May 13, 1999
Edge detection has been a field of fundamental importance in digital
imaging research. Edges can be defined as pixels located at points
where abrupt changes in gray level take place. By marking the edges
of individual objects, an image can be segmented; the individual segmented
objects can be indexed and classified; and semantic characteristics of
the image can be identified.
Neural networks often provide important insights in developing new algorithms and take on key roles in real-time expert systems, but its application to image processing in general is not very well studied, perhaps due to the lack of practical applications. In this paper, we attempt to use neural networks as a system for image processing, namely for edge detection. By applying BPNNs to a problem as well defined as edge detection, we are allowed to uncover neural networks' abilities and limitations using an existing technique as a reference. This information can provide important guidance when building adaptive image processing systems that does exploit the strengths of neural networks.
In our study, we built training and test sets by sub-dividing several images into blocks. We train the neural networks into edge detectors with target blocks produced from the convolution of Sobel's gradient operators and the input images. Several networks result from variations in block sizes and the number of hidden nodes in the networks. We then evaluate these networks by comparing their performance on the test cases with numerical results. We then use the networks to produce edge maps to understand the qualitative context of their abilities.
Section 2 details the theories involved by our approach in preparation
of this study. Section 3 provides the quantitative and qualitative
results of experiments comparing several neural networks; there we provide
our analysis. Section 4 concludes this paper with a summary of the
results.
|
|
Training Set (lenna)
Test Set 1 (camera and Jack)
Test Set 2 (Baboon)
4x4 Block Edge Detection BPNN with 4 Hidden Units
In the next chart, we evaluate an 8x8 block network with 4 hidden units. It is very evident that this network suffers from a learning bottle neck. All of the training set and the two test sets reaches asymptotes early on in the training process with high mean square errors. More over , the performance of test set 2 degrades steadily even as the network is being trained. The next 8x8 block network, with 16 hidden units, sees significant improvements on training set and test set 1 performance, but the pattern of performance degradation in test set 2 persists.

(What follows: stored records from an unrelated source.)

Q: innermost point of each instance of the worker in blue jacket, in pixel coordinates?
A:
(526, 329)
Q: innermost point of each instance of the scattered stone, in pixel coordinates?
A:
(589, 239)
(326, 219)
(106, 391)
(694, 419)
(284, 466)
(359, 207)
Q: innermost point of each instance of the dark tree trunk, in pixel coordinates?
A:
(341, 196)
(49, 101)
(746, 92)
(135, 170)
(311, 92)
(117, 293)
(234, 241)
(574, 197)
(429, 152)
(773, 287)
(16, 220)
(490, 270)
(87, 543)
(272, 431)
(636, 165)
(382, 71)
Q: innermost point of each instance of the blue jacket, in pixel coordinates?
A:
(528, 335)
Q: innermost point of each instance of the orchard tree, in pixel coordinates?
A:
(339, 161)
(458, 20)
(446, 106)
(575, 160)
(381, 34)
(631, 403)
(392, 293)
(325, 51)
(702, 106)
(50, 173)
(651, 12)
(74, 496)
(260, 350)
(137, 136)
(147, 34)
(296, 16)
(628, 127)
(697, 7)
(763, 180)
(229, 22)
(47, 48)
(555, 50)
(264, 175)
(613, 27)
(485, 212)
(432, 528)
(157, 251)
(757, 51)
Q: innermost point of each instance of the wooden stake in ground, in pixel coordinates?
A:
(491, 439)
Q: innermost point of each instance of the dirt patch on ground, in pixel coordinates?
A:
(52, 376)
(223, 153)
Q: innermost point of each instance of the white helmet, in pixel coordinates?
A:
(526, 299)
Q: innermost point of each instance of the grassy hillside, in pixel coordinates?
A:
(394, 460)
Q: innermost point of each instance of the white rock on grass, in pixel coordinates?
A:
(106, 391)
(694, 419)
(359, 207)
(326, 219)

It appears that test set 2 contains very different features from the training set. This is evident in its poor performance in all of the four networks we investigated, and by comparing the two sets qualitatively. While lenna contains many smooth surfaces both in the foreground and background, the baboon is covered with fur. Increasing the input block size thus resulted in the network over fitting on the training set, depriving it of its ability to detect edges effectively in test set 2. Also, by comparing the result of the 8x8 block networks from the 4x4 block networks, we notice that the 8x8 block networks performs worse in both cases. As we discussed in the previous session, increasing the block size being processed will introduce extra information. We can infer from these two pieces of evidence that in edge detection, a smaller block size is always better. The extra information in the 8x8 block seems to be interfering with the edge detection process.
We also notice that increasing the hidden units in both cases introduces
significant improvements in network performance. In the 4x4 block
network, it evens breaks the deadlock on test set 2 performance.

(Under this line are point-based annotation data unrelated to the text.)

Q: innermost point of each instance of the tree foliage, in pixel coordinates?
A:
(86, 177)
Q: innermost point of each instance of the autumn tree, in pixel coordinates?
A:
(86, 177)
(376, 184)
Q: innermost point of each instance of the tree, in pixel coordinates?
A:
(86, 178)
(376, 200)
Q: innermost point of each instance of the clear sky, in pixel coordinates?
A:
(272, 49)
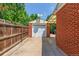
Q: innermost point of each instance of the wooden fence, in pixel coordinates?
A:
(10, 35)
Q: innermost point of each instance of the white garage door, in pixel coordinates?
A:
(39, 31)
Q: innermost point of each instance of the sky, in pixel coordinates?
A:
(42, 9)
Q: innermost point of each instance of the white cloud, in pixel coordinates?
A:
(40, 15)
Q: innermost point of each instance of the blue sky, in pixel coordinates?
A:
(43, 9)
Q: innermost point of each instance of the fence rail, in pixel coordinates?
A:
(11, 34)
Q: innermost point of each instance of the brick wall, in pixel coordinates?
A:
(30, 29)
(67, 31)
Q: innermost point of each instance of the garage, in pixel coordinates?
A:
(39, 31)
(38, 28)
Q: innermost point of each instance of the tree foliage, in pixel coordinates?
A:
(16, 13)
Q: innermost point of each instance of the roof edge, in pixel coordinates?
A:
(59, 8)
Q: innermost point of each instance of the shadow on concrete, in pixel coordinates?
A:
(49, 47)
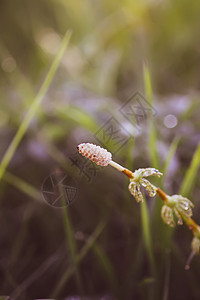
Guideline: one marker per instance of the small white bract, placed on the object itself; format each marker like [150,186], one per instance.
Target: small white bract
[195,245]
[138,179]
[95,153]
[176,205]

If hidden units are feature extractors, as we discussed in the previous
session, then it makes sense that by introducing more hidden units, we
create finer granularity in identifying different types of edges and increase
our chance of telling edge points apart from non edge points.

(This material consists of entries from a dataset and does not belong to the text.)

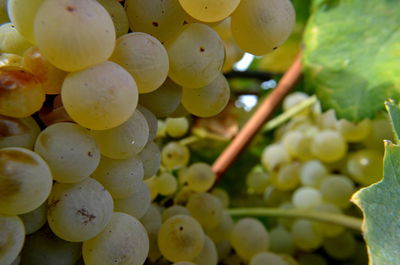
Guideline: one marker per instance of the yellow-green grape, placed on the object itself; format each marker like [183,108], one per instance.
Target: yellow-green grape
[118,16]
[260,26]
[151,159]
[337,190]
[208,254]
[305,236]
[196,56]
[166,184]
[137,204]
[69,150]
[50,76]
[162,19]
[275,156]
[175,155]
[176,127]
[354,132]
[200,177]
[18,132]
[163,101]
[119,176]
[365,166]
[22,94]
[144,57]
[79,211]
[125,140]
[35,219]
[123,241]
[174,210]
[329,146]
[100,97]
[180,238]
[11,41]
[206,209]
[209,10]
[68,33]
[249,237]
[45,248]
[25,180]
[209,100]
[223,230]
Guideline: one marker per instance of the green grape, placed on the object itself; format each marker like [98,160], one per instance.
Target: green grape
[176,127]
[69,150]
[25,180]
[100,97]
[196,56]
[118,16]
[45,248]
[35,219]
[125,140]
[260,26]
[162,19]
[151,158]
[206,209]
[305,236]
[144,57]
[175,155]
[209,10]
[12,238]
[68,33]
[11,41]
[337,190]
[209,100]
[79,211]
[306,198]
[329,146]
[123,241]
[180,238]
[120,177]
[365,166]
[163,101]
[249,237]
[18,132]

The following edge maps are produced by the four networks, with
the map produced by the 4x4 network with 16 hidden units performing closest
to Sobel. As expected, the edge map to the lower left is smothered
by noise, often with entire blocks being gray. There edges are detected,
but there is not enough hidden units vs block size to pin point the edge
pixels. The 8x8 (16 hidden) network performs better, but in
general the networks with smaller block sizes outperform the rest.
Camera edge Maps produced by, from top left, clockwise, 4x4 (4 hidden),
4x4 (16 hidden), 8x8 (16 hidden), and 8x8 (4 hidden)
The baboon is not at all recognizable in the 8x8 ( 4 hidden ) network. This is the worst performing set. The edges identified in 4x4 (16 hidden) are not as strong due to lack of coherence between the edge features of the nose and the surrounding hair.
Baboon edge Maps produced by, from top left, clockwise, 4x4 (4 hidden),
4x4 (16 hidden), 8x8 (16 hidden), and 8x8 (4 hidden)
It is conceivable that, with adequate training, BPNN can perform well
as simulators of existing algorithms; however, the edge detectors in the
networks are formed automatically without explicit knowledge of how the
target algorithm works, and surprisingly, both methodologies share certain
similar features. But there is a fundamental difference: while convolution
with Sobel operators is used to produce edge points at each pixel, BPNN
propagates pixel values and have them converge at some point to form edge
points. This is added complexity in edge detection; however, it is
also a key characteristic of neural network algorithms that can be exploited
when information must be gathered from disconnected regions of an image.
An example where is can be used is finding motion vectors in predictive
compression algorithms for digital video.